FERC is not obligated to rule on PJM’s proposal by any deadline, and some cautioned that there’s no guarantee the issue will be decided in a timely manner – even with another rescheduling.

In addition, Bresler noted, there are a number of related filings on which FERC has yet to rule – including on the issues of offer caps and seasonal capacity – adding to the uncertainty.

Meanwhile, several states independently are considering policies that would subsidize certain generation resources that participate in the auction – an issue at the heart of the filing.

PJM’s proposed reforms are in response to FERC’s ruling of June 29, 2018, which agreed with PJM that state subsidies distort the capacity market as currently designed, but differed on the remedy and provided general instruction on a solution.

FERC found that PJM’s current rules are not just and reasonable.
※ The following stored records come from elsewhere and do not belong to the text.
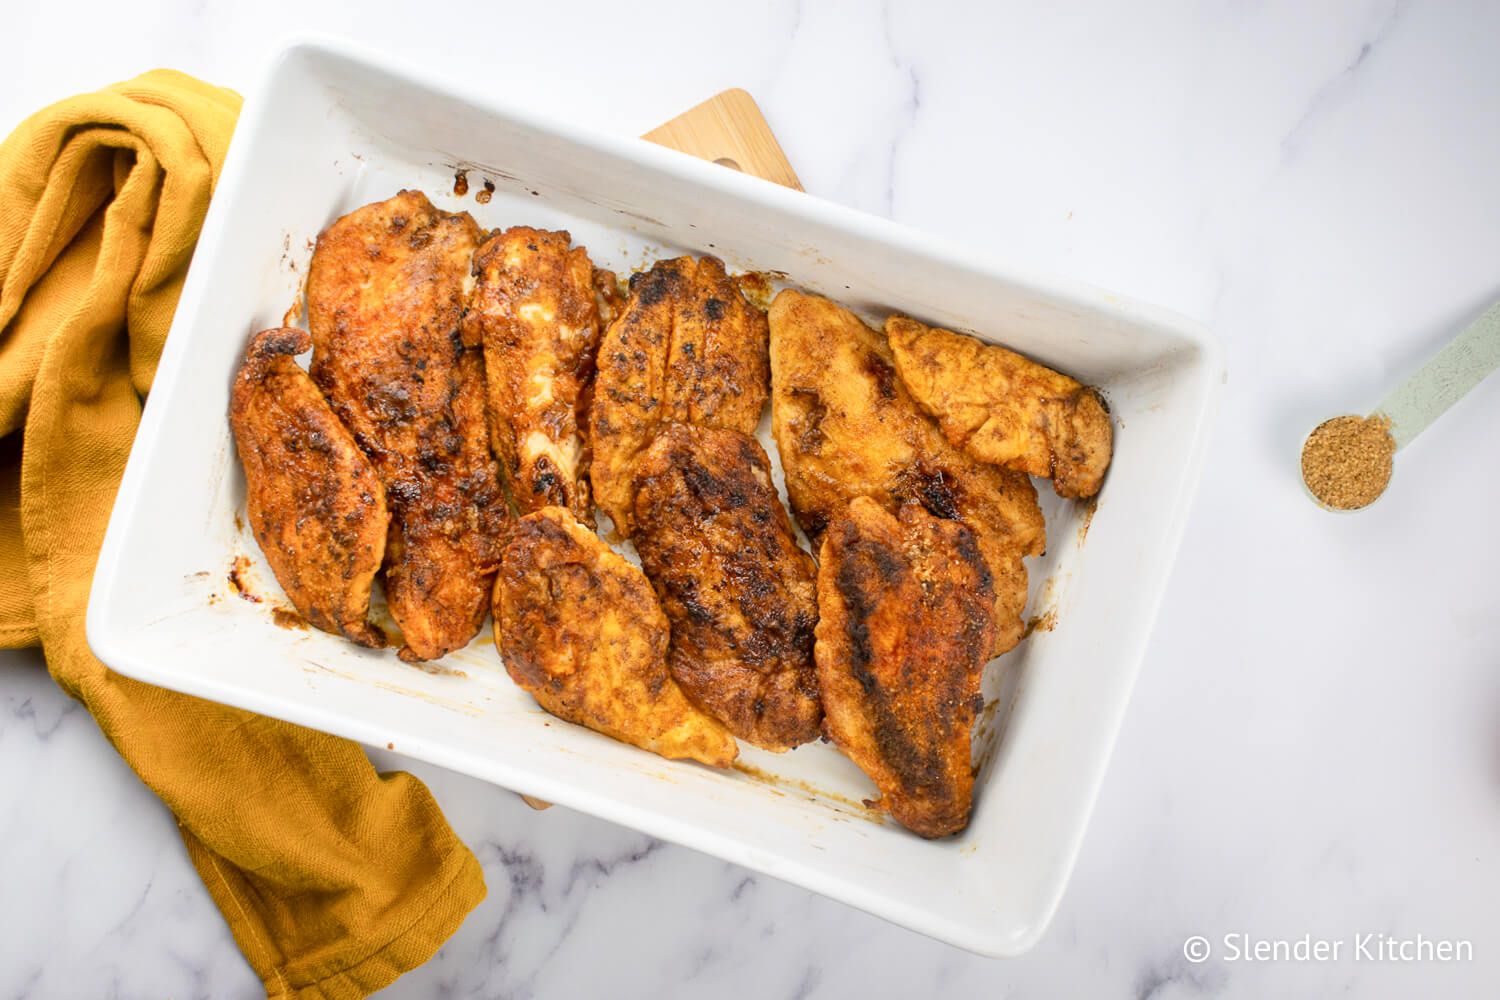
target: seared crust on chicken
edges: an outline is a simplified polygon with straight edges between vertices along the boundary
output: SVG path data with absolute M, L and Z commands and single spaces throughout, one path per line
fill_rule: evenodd
M 464 324 L 466 339 L 484 344 L 490 443 L 516 507 L 566 507 L 591 525 L 580 415 L 593 384 L 599 307 L 588 251 L 571 242 L 566 232 L 528 226 L 491 235 L 474 255 Z
M 740 739 L 818 736 L 817 567 L 797 547 L 754 438 L 673 424 L 636 464 L 635 547 L 672 623 L 687 696 Z
M 667 671 L 667 619 L 640 570 L 561 507 L 516 522 L 495 583 L 505 669 L 558 718 L 728 767 L 734 738 Z
M 251 338 L 229 394 L 250 527 L 292 605 L 325 632 L 385 645 L 369 622 L 370 583 L 390 515 L 375 467 L 293 360 L 302 330 Z
M 403 191 L 325 229 L 308 272 L 313 379 L 391 506 L 386 597 L 408 661 L 474 637 L 500 561 L 484 362 L 459 329 L 479 235 L 467 213 Z
M 948 444 L 896 374 L 878 330 L 827 299 L 791 289 L 771 304 L 771 417 L 792 512 L 818 544 L 855 497 L 895 512 L 915 500 L 962 520 L 994 574 L 995 654 L 1021 641 L 1025 556 L 1046 527 L 1024 473 Z
M 1045 476 L 1061 497 L 1099 492 L 1113 429 L 1093 389 L 1015 351 L 905 316 L 887 319 L 885 332 L 901 381 L 949 444 Z
M 824 728 L 902 826 L 969 823 L 971 741 L 994 645 L 994 590 L 973 531 L 916 503 L 899 520 L 858 497 L 828 526 L 818 571 Z
M 636 459 L 669 423 L 753 434 L 766 402 L 766 317 L 713 257 L 677 257 L 630 278 L 599 346 L 590 413 L 594 499 L 622 537 Z

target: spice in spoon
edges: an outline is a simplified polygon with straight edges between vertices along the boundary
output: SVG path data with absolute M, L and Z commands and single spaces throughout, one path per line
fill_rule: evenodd
M 1334 417 L 1307 436 L 1302 481 L 1324 506 L 1358 510 L 1385 492 L 1395 454 L 1388 418 Z

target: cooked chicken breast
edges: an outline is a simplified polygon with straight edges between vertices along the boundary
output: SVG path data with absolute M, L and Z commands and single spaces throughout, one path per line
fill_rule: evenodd
M 500 561 L 484 361 L 459 323 L 479 235 L 403 191 L 325 229 L 308 273 L 312 376 L 385 484 L 386 597 L 409 661 L 474 637 Z
M 375 467 L 295 356 L 302 330 L 250 340 L 229 394 L 250 527 L 276 581 L 310 623 L 361 646 L 385 645 L 369 622 L 370 584 L 390 515 Z
M 670 423 L 752 434 L 766 402 L 766 317 L 713 257 L 630 278 L 599 347 L 590 412 L 594 499 L 629 537 L 635 462 Z
M 1099 492 L 1113 429 L 1099 394 L 1014 351 L 918 323 L 885 321 L 896 371 L 948 442 L 981 462 L 1052 480 L 1058 496 Z
M 740 739 L 818 736 L 817 567 L 797 547 L 754 438 L 672 424 L 636 464 L 635 547 L 656 586 L 672 676 Z
M 771 304 L 771 416 L 792 511 L 816 545 L 855 497 L 887 511 L 915 500 L 962 520 L 994 574 L 998 655 L 1021 640 L 1023 557 L 1046 527 L 1024 473 L 948 444 L 896 374 L 889 346 L 849 310 L 790 289 Z
M 969 823 L 994 606 L 978 539 L 958 521 L 916 503 L 898 519 L 857 497 L 828 526 L 817 627 L 825 729 L 880 804 L 924 837 Z
M 650 582 L 561 507 L 516 522 L 495 625 L 511 679 L 558 718 L 663 757 L 728 767 L 738 755 L 672 680 Z
M 581 418 L 599 348 L 594 267 L 566 232 L 516 226 L 474 255 L 467 339 L 484 344 L 490 442 L 520 511 L 594 523 Z

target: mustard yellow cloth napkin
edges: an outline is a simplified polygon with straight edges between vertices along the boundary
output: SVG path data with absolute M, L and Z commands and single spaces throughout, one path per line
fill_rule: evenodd
M 156 71 L 0 145 L 0 646 L 40 643 L 176 814 L 271 997 L 362 997 L 484 898 L 409 774 L 112 673 L 84 641 L 105 523 L 240 99 Z

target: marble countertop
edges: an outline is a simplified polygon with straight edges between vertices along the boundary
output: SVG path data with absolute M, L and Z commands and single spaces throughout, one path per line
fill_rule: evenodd
M 429 6 L 420 28 L 389 0 L 7 12 L 0 130 L 156 65 L 248 86 L 292 28 L 622 134 L 743 86 L 815 195 L 1200 317 L 1227 348 L 1202 490 L 1035 951 L 978 958 L 376 752 L 432 787 L 490 887 L 388 995 L 1500 993 L 1500 379 L 1369 511 L 1318 510 L 1296 472 L 1313 424 L 1500 294 L 1500 7 L 1063 6 L 575 0 Z M 257 995 L 166 810 L 38 655 L 0 661 L 0 995 Z M 1240 934 L 1345 944 L 1231 960 Z M 1367 934 L 1471 957 L 1367 959 Z M 1184 957 L 1193 935 L 1207 961 Z

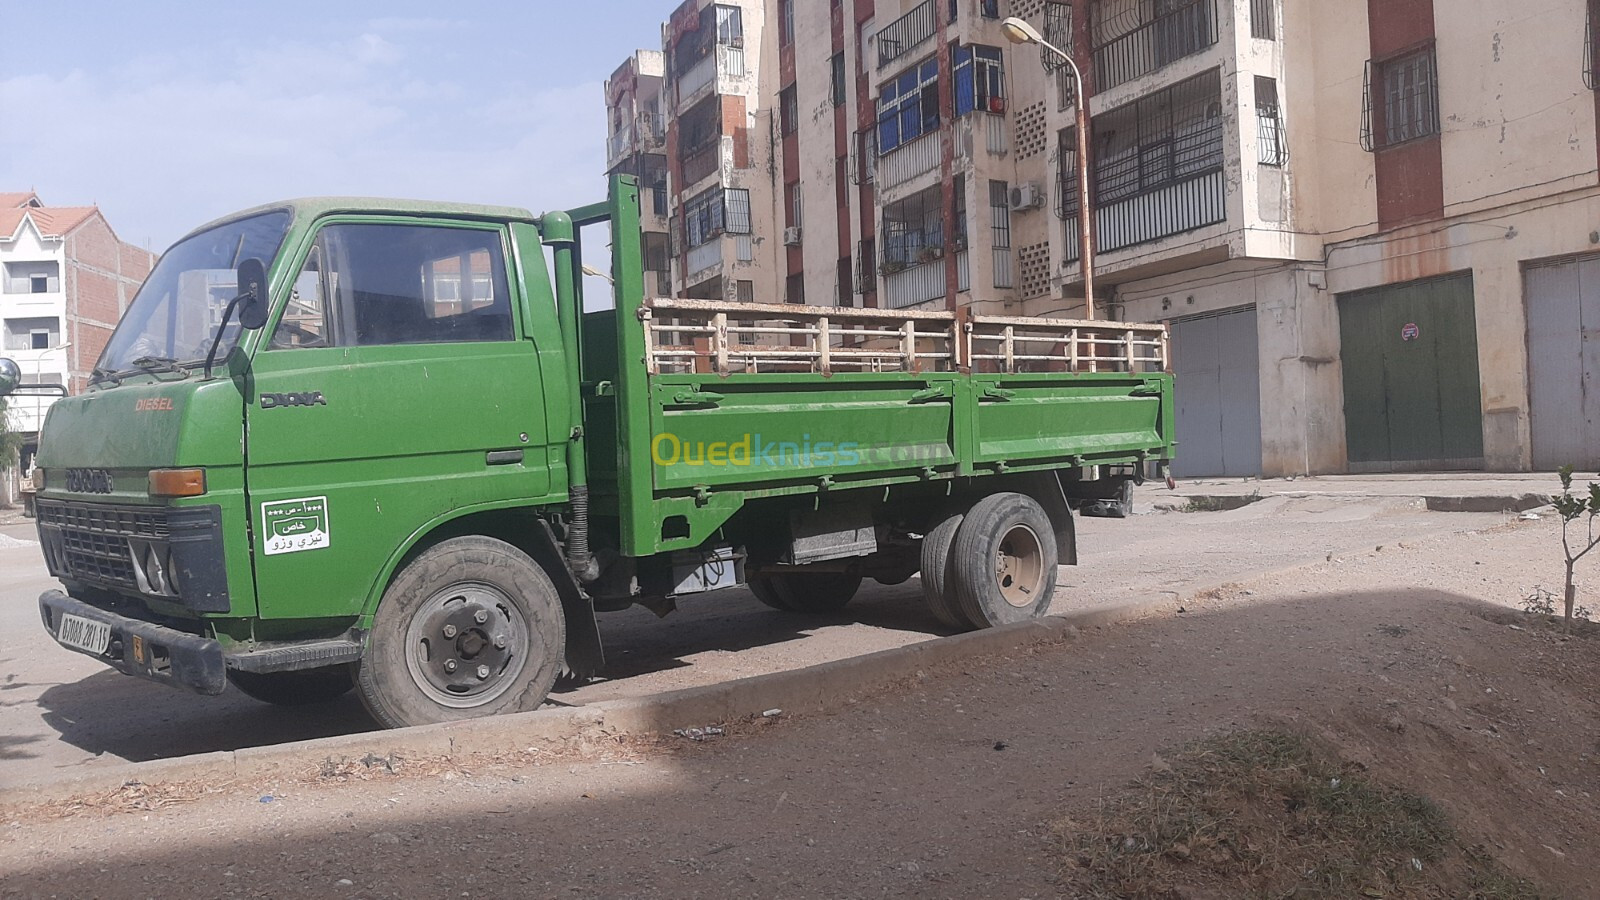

However, absent any order, Bresler said, PJM is obligated to follow the existing Tariff.

Doing so introduces a risk, though. If FERC orders new rules and makes them retroactive, it could require PJM to re-execute the capacity auction.

With that in mind, Bresler introduced another option: Members could agree to ask FERC to approve interim auction parameters, which would expire once FERC orders a new set of rules. That would eliminate the potential of being ordered to re-run the auction.

Such a filing, which would be made under Section 205, would carry a 60-day timeline for FERC to respond. Bresler encouraged members to provide feedback and said they could expect an update at the April 10 Market Implementation Committee meeting.